La declaración sostiene, con toda justeza, que "el sindicato clasista puede y debe tomar determinadas posiciones políticas coincidentes con los intereses históricos del proletariado", una definición contra las ‘salidas’ burguesas y pequeño burguesas y que debería haber coronado en el texto con “el gobierno de las organizaciones obreras” (que el PO planteó incorporar a la Declaración).
 
El programa tiende a superar incluso la identificación de Sitrac y Sitram con los grupos armados pequeño burgueses, a los que reserva sólo una vaga alusión, luego de una encarnizada lucha política (en el propio Congreso, el PO señaló que la existencia de estos grupos no era producto de la radicalización obrera sino de la crisis de dirección, que impedía que la organización obrera tuviera su propia política de autodefensa, independiente de toda tutela extraña).
 
Del final al principio
 
Meses después, los sindicatos clasistas eran disueltos por la dictadura militar, que actuó con las espaldas cubiertas por el ‘Gran Acuerdo Nacional’ entre Lanusse, Perón y Balbín (la CGT Córdoba jugó un papel clave en esta derrota).

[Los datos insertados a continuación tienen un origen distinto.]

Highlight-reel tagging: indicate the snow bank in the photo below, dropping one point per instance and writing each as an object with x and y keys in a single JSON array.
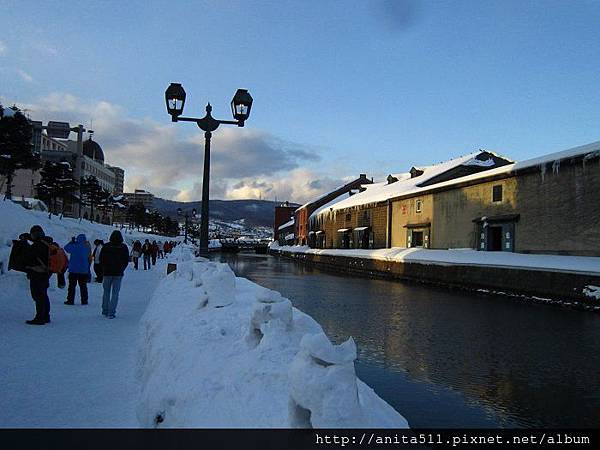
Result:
[
  {"x": 221, "y": 351},
  {"x": 586, "y": 264},
  {"x": 16, "y": 220}
]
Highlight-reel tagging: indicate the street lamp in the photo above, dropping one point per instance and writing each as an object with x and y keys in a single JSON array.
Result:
[
  {"x": 186, "y": 217},
  {"x": 241, "y": 104}
]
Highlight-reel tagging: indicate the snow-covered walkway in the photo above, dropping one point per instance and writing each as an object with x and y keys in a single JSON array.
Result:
[{"x": 77, "y": 371}]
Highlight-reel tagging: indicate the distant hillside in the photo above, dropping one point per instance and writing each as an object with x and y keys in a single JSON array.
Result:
[{"x": 255, "y": 212}]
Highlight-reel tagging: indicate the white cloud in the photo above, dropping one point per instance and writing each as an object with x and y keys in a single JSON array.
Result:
[{"x": 245, "y": 163}]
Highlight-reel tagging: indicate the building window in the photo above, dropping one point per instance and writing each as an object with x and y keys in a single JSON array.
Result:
[{"x": 497, "y": 193}]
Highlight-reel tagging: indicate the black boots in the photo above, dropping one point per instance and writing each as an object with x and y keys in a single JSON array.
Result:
[{"x": 36, "y": 322}]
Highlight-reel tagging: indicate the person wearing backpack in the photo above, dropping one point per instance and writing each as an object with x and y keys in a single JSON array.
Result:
[
  {"x": 79, "y": 267},
  {"x": 36, "y": 265},
  {"x": 146, "y": 251},
  {"x": 136, "y": 251},
  {"x": 114, "y": 259},
  {"x": 57, "y": 261},
  {"x": 96, "y": 254}
]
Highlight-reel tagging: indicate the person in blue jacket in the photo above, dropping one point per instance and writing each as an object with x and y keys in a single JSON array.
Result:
[{"x": 79, "y": 266}]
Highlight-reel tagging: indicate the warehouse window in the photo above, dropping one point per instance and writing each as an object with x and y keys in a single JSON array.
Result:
[{"x": 497, "y": 193}]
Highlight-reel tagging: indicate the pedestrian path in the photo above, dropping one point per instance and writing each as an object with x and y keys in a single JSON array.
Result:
[{"x": 77, "y": 371}]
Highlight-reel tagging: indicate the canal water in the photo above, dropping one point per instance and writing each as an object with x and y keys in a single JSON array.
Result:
[{"x": 447, "y": 358}]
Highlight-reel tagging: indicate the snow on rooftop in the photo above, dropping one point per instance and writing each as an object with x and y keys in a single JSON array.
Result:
[
  {"x": 328, "y": 205},
  {"x": 383, "y": 191},
  {"x": 287, "y": 224}
]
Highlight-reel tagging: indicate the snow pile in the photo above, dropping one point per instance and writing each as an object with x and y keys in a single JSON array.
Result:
[
  {"x": 221, "y": 351},
  {"x": 16, "y": 220},
  {"x": 559, "y": 263}
]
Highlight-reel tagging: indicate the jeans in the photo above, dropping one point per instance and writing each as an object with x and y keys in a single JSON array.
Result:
[
  {"x": 111, "y": 285},
  {"x": 38, "y": 285},
  {"x": 82, "y": 280}
]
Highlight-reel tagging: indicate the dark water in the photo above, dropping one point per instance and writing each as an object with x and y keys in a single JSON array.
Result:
[{"x": 448, "y": 358}]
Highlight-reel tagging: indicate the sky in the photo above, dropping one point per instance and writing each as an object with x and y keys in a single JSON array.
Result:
[{"x": 340, "y": 87}]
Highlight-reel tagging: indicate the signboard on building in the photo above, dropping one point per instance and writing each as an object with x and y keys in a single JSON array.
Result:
[{"x": 58, "y": 130}]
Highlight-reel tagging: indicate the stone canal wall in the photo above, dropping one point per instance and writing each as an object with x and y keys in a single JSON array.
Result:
[{"x": 536, "y": 284}]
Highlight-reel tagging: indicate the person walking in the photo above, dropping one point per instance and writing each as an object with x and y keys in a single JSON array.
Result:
[
  {"x": 79, "y": 268},
  {"x": 98, "y": 243},
  {"x": 136, "y": 251},
  {"x": 36, "y": 264},
  {"x": 146, "y": 251},
  {"x": 154, "y": 252},
  {"x": 114, "y": 259},
  {"x": 57, "y": 261}
]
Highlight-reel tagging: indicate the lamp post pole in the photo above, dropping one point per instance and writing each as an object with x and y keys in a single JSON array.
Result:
[
  {"x": 185, "y": 227},
  {"x": 205, "y": 195},
  {"x": 240, "y": 107}
]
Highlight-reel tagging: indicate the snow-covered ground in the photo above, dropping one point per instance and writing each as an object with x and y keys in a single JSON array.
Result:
[
  {"x": 14, "y": 220},
  {"x": 585, "y": 264},
  {"x": 197, "y": 348},
  {"x": 77, "y": 371},
  {"x": 221, "y": 351}
]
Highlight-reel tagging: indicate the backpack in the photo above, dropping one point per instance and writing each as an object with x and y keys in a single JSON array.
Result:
[
  {"x": 19, "y": 255},
  {"x": 57, "y": 259}
]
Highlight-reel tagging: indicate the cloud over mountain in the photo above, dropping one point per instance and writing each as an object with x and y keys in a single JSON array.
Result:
[{"x": 245, "y": 162}]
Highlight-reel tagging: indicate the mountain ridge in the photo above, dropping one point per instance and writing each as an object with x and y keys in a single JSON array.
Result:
[{"x": 254, "y": 212}]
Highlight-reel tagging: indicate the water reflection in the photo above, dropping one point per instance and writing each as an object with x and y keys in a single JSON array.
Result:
[{"x": 449, "y": 358}]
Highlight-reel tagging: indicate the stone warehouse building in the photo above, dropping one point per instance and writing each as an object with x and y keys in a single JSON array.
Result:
[
  {"x": 482, "y": 201},
  {"x": 302, "y": 215}
]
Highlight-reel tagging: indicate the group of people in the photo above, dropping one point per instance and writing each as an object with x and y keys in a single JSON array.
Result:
[
  {"x": 150, "y": 252},
  {"x": 44, "y": 257}
]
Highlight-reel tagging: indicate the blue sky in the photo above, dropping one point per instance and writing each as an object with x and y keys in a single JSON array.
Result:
[{"x": 340, "y": 87}]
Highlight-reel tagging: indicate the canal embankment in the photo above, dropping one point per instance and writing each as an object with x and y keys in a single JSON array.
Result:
[{"x": 567, "y": 280}]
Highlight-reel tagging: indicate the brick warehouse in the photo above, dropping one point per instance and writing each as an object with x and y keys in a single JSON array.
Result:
[{"x": 549, "y": 204}]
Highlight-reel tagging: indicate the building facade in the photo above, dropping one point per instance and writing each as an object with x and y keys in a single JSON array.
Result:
[
  {"x": 283, "y": 213},
  {"x": 302, "y": 215},
  {"x": 547, "y": 205},
  {"x": 139, "y": 197},
  {"x": 119, "y": 179}
]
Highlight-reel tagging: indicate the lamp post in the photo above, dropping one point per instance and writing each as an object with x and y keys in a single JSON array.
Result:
[
  {"x": 240, "y": 108},
  {"x": 186, "y": 225}
]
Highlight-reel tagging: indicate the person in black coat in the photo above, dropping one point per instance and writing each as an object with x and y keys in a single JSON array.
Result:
[
  {"x": 36, "y": 264},
  {"x": 114, "y": 258}
]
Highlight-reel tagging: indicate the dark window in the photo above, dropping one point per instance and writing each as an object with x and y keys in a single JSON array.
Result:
[
  {"x": 497, "y": 193},
  {"x": 495, "y": 239},
  {"x": 417, "y": 239}
]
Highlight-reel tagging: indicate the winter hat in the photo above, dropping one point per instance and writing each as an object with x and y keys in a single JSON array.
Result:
[
  {"x": 36, "y": 232},
  {"x": 116, "y": 237}
]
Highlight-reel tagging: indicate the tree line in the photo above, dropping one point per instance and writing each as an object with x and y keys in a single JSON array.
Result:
[{"x": 58, "y": 186}]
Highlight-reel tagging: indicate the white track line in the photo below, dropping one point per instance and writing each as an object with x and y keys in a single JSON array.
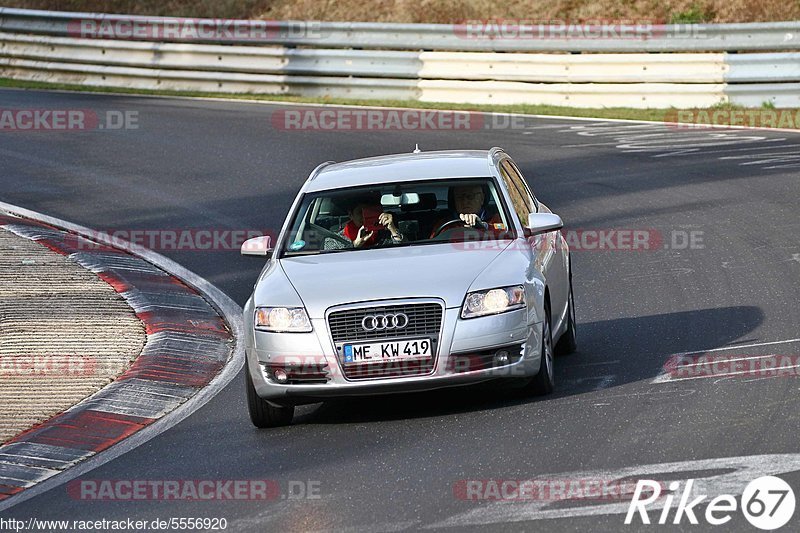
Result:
[
  {"x": 230, "y": 311},
  {"x": 737, "y": 347}
]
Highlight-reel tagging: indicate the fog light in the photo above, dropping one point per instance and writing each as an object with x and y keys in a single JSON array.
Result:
[{"x": 501, "y": 357}]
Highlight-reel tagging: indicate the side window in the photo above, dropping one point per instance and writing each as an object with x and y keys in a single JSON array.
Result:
[
  {"x": 519, "y": 196},
  {"x": 524, "y": 184}
]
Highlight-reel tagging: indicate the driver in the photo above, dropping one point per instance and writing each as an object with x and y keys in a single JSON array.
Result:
[{"x": 469, "y": 203}]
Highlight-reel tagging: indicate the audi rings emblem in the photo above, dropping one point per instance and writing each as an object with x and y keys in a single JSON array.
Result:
[{"x": 384, "y": 322}]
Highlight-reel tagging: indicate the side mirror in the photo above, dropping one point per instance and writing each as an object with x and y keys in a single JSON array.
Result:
[
  {"x": 258, "y": 246},
  {"x": 542, "y": 223}
]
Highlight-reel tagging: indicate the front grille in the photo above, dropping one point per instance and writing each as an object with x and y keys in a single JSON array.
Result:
[{"x": 424, "y": 321}]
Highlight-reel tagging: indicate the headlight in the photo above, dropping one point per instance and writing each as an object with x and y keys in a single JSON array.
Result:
[
  {"x": 282, "y": 319},
  {"x": 493, "y": 301}
]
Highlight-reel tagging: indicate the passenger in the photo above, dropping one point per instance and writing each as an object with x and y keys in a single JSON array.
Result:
[{"x": 356, "y": 232}]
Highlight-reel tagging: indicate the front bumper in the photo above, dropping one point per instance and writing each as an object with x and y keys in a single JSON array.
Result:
[{"x": 458, "y": 338}]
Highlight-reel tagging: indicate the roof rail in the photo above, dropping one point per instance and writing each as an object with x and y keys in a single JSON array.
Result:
[
  {"x": 493, "y": 151},
  {"x": 316, "y": 171}
]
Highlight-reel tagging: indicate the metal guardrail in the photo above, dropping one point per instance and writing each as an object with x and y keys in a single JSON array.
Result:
[
  {"x": 470, "y": 36},
  {"x": 403, "y": 61}
]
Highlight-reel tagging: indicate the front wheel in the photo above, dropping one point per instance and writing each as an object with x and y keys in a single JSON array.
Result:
[
  {"x": 262, "y": 413},
  {"x": 543, "y": 382}
]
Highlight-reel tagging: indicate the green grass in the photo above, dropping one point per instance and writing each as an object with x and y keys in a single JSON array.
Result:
[
  {"x": 693, "y": 15},
  {"x": 530, "y": 109}
]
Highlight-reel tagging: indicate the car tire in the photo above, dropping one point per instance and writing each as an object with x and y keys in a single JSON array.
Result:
[
  {"x": 544, "y": 381},
  {"x": 568, "y": 342},
  {"x": 262, "y": 413}
]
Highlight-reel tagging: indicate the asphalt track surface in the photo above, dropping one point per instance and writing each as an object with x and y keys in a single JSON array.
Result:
[{"x": 391, "y": 463}]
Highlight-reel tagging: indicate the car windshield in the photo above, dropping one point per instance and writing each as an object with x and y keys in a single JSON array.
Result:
[{"x": 398, "y": 214}]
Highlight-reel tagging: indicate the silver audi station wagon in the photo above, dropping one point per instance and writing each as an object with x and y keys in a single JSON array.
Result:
[{"x": 405, "y": 273}]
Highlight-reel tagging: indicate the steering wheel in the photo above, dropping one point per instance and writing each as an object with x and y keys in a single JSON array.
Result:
[
  {"x": 331, "y": 234},
  {"x": 444, "y": 227}
]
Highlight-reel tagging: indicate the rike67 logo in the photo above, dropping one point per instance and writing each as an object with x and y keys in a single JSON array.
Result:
[{"x": 767, "y": 503}]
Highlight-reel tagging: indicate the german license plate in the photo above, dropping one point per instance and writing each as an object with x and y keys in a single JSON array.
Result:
[{"x": 378, "y": 352}]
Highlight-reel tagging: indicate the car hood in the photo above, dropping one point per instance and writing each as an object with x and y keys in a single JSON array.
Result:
[{"x": 436, "y": 271}]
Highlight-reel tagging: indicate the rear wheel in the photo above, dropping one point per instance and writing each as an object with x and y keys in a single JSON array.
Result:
[
  {"x": 262, "y": 413},
  {"x": 544, "y": 382},
  {"x": 568, "y": 342}
]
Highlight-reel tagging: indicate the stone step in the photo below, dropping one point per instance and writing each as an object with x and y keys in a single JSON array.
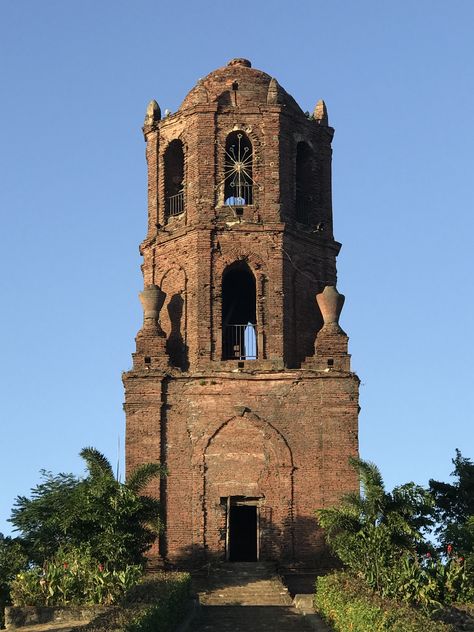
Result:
[
  {"x": 250, "y": 619},
  {"x": 247, "y": 597}
]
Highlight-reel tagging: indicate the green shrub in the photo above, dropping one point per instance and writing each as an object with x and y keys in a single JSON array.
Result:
[
  {"x": 349, "y": 605},
  {"x": 73, "y": 577},
  {"x": 156, "y": 604}
]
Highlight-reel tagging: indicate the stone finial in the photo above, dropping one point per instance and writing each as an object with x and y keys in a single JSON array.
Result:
[
  {"x": 240, "y": 61},
  {"x": 272, "y": 94},
  {"x": 152, "y": 299},
  {"x": 201, "y": 95},
  {"x": 330, "y": 303},
  {"x": 320, "y": 113},
  {"x": 153, "y": 113}
]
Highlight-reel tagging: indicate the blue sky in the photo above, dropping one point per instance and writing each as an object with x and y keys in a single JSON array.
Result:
[{"x": 76, "y": 75}]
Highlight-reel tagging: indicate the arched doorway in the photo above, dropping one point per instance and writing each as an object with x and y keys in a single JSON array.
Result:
[{"x": 239, "y": 317}]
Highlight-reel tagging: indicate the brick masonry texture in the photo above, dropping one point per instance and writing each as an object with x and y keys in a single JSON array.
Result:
[{"x": 278, "y": 429}]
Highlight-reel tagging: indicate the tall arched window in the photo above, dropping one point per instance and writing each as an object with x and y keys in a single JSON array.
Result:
[
  {"x": 239, "y": 314},
  {"x": 174, "y": 178},
  {"x": 238, "y": 165},
  {"x": 304, "y": 184}
]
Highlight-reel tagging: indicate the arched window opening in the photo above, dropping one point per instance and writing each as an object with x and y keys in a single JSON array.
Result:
[
  {"x": 239, "y": 314},
  {"x": 174, "y": 179},
  {"x": 238, "y": 164},
  {"x": 304, "y": 183}
]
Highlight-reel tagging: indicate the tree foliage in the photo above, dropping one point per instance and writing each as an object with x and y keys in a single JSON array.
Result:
[
  {"x": 455, "y": 507},
  {"x": 115, "y": 522},
  {"x": 370, "y": 531}
]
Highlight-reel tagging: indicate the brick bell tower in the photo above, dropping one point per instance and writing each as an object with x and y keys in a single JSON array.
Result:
[{"x": 241, "y": 382}]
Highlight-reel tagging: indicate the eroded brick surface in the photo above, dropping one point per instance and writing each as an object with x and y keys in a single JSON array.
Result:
[{"x": 277, "y": 429}]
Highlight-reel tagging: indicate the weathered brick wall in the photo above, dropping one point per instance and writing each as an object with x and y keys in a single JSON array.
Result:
[
  {"x": 283, "y": 437},
  {"x": 279, "y": 429}
]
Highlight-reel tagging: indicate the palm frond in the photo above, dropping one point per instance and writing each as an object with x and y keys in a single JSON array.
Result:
[{"x": 96, "y": 462}]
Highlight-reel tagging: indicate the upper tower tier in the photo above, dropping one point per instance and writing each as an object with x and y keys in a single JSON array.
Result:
[
  {"x": 239, "y": 221},
  {"x": 239, "y": 147}
]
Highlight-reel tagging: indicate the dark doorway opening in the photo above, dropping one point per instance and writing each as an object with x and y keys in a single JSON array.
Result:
[
  {"x": 243, "y": 533},
  {"x": 239, "y": 328}
]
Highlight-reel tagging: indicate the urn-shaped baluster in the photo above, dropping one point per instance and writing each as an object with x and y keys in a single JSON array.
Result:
[
  {"x": 330, "y": 303},
  {"x": 152, "y": 299}
]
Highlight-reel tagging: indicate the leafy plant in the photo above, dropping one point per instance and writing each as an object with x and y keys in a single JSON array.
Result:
[
  {"x": 73, "y": 577},
  {"x": 370, "y": 532},
  {"x": 348, "y": 604},
  {"x": 454, "y": 504},
  {"x": 13, "y": 559},
  {"x": 117, "y": 522}
]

Centroizquierdistas y stalinistas pasaron a escupir abiertamente sobre los sindicatos clasistas por haber querido construir una “alternativa distinta" al peronismo, despreciar una política de alianzas con la burocracia “combativa" y “no superar el ideologismo”. Pero "Sitrac y Sitram no fueron disueltos ni por su aislamiento ni por otros errores...sino por sus aciertos... el enemigo no disuelve a los sindicatos que cometen desaciertos, a éstos los disuelve el avance de la conciencia de la masa” les respondió Carlos Masera, secretario general del Sitrac, años después (Crisis, 1989).
 
La Declaración de Sitrac y Sitram plantea la construcción del partido revolucionario, una lección para la izquierda que hoy se disuelve en el ‘movimientismo’ y el sindicalismo. Sostiene que la acción de los sindicatos clasistas “no sustituye" al partido revolucionario, y define al partido por su objetivo de “destrucción del sistema capitalista y del Estado burgués”, la única conclusión “consecuente" del proceso político abierto con el Cordobazo.
 
El planteamiento hecho en 1971 en la sede de Sitrac tiene inmensa vigencia, porque fue la afirmación de un camino propio de la clase obrera, independiente de toda tutela extraña a sus intereses, y el rechazo a toda política de colaboración de clases. En un período en que el problema clave de la vanguardia obrera es el Frente Popular, es decir, la colaboración de clases, y no la lucha de clases, para contener o desviar las tendencias revolucionarias, el programa de los sindicatos clasistas cordobeses es toda una referencia.
 
Como dijimos hace veinticinco años: “a la luzde todas las polémicas pasadas, los que con mayor legitimidad podíamos votar por este documento éramos los trotskistas: y lo votamos" (2).